The presented data revealed that the median PFS was 18.9 months with osimertinib, which was more than 8 months longer than the 10.2 months median PFS seen with the standard therapy. This translates into a 54% reduction in the risk of progression or death in favor of osimertinib (HR[95%CI]: 0.46[0.37–0.57]; p<0.0001). The benefit in PFS was consistent across all subgroups, including patients with brain metastases at the start of the study (N = 116; median PFS 15.2 versus 9.6 months; HR[95%CI]: 0.47[0.30-0.74]; p= 0.0009). The median duration of response was two-fold higher for patients treated with osimertinib (17.2 months) versus standard of care (8.5 months). The overall response rate (ORR) was 80% with osimertinib as compared to 76% with standard of care treatment. The data for overall survival (OS) were not yet mature, but appeared to favor osimertinib with a hazard ratio of 0.63 although this was not statistically significant at the interim OS analysis (25% maturity). The median OS was not reached for either of the treatment arms at the time of this analysis.

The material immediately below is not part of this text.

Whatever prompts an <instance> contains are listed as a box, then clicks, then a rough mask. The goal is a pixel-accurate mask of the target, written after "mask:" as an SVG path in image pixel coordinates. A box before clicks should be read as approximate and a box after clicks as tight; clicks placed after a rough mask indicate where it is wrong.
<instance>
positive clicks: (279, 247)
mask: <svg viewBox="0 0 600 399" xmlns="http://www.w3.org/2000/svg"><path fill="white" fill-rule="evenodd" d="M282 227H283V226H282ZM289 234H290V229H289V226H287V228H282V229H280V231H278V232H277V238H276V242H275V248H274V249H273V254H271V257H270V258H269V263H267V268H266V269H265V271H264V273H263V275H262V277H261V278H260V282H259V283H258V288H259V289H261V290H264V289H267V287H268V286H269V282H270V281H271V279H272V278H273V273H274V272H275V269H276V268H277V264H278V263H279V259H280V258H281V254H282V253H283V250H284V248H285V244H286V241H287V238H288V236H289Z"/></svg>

The median total treatment duration was 16.2 months with osimertinib as compared to 11.5 months with standard of care. Adverse events were seen in 98% of patients in both treatment arms. The rate of grade 3/4 adverse events was lower with osimertinib than with standard of care: 35% versus 45%. Adverse events led to treatment discontinuation in 13% of patients randomized to osimertinib and in 18% of the erlotinib/gefitinib treated patients. The most common adverse events with osimertinib included diarrhea (58% [Grade ≥3: 2%]) and dry skin (32% [Grade ≥3: <1%]). With standard of care diarrhea was seen in 57% of patients (grade ≥3: 3%), and dermatitis acneiform was reported by 48% of patients (Grade ≥3: 5%).
In summary, osimertinib is superior to standard first line treatment in patients with EGFR mutated NSCLC. The PFS benefit for patients with and without brain metastases was almost identical, suggesting that osimertinib is active in the brain as well as in systemic sites. This is of particular importance given the high incidence of brain metastases in this setting. The safety profile of osimertinib was more favorable despite longer treatment duration (16.2 months) compared to standard of care (11.5 months). Based on these results, osimertinib should be considered as new first line treatment option for patients with EGFR mutations.
Ramalingam S, Reungwetwattana T, Chewaskulyong B, et al. Osimertinib vs standard of care (SoC) EGFR-TKI as first-line therapy in patients (pts) with EGFRm advanced NSCLC: FLAURA. Presented at ESMO 2017; abstract LBA2_PR.